Smith laughed at Daugherty's description. "What is it about human nature that makes us so competitive?" he said. "I've always said what I like the best is putting a new team together each year. You get a new team each year in college." His eyes narrowed suddenly. "I'll tell you one thing: when I played, I played very hard."

Smith says he will keep coaching as long as it continues to excite him. Smiling, he adds, "I might give it up to run against Jesse Helms." Smith is an outspoken opponent of the conservative North Carolina senator, who won a bitterly contested campaign last week against Gov. James Hunt, whom Smith supported.

For now, Smith is a lot more worried about the progress of his basketball team than politics. He knows he is on the verge of a superb recruiting year and, regardless of what happens this season, Carolina will be back in everyone's top five next year.

But that is next year.

"As a coaching staff, we owe it to this group to be as good as we can possibly be," he said. "There are so many great players who want to play in the ACC that no ACC school should ever, quote, rebuild. We're regrouping but we expect to be good.

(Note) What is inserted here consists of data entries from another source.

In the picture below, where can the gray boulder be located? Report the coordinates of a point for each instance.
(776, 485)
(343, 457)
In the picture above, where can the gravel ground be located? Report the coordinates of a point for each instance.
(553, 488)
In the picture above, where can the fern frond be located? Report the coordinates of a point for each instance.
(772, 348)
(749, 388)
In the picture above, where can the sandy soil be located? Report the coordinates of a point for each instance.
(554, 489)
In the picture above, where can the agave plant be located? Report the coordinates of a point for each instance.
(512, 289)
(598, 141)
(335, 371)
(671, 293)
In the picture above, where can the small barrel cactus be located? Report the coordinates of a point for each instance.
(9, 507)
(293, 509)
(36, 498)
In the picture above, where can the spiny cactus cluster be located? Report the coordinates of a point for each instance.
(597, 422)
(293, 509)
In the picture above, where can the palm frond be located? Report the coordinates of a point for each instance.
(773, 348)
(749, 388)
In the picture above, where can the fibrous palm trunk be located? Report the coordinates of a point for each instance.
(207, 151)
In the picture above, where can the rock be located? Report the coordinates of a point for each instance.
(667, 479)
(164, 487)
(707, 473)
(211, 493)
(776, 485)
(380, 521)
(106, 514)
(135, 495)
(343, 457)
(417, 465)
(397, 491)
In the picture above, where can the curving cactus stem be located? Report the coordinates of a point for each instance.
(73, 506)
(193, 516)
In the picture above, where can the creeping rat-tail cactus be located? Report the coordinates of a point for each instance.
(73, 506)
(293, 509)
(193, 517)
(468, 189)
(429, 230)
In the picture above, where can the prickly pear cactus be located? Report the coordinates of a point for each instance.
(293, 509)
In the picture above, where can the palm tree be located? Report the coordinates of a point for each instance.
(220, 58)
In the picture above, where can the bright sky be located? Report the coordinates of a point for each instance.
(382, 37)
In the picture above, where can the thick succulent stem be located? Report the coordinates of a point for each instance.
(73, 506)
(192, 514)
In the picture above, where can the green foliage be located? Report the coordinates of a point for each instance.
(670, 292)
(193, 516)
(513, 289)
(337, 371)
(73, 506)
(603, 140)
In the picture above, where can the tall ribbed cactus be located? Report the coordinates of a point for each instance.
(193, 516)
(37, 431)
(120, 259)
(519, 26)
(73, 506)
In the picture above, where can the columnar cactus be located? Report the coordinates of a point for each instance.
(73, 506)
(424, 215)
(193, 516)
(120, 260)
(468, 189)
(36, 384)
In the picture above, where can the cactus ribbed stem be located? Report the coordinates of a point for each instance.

"If people say I like this kind of situation, that's rather ridiculous. I liked last year's situation. Last year, our only goal was to be the best team to ever play. That's unrealistic this year, but what I tell the players is we have to play the course, not the opponent. We can't worry about what everybody else is doing, we just have to worry about ourselves."

They might as well do that. Because regardless of Carolina's situation, no one else is going to worry about the plight of the Tar Heels. "We know we can't sneak up on anybody," Kenny Smith said. "Regardless of who we've lost, we're still North Carolina. That means we're still the hunted, no matter what."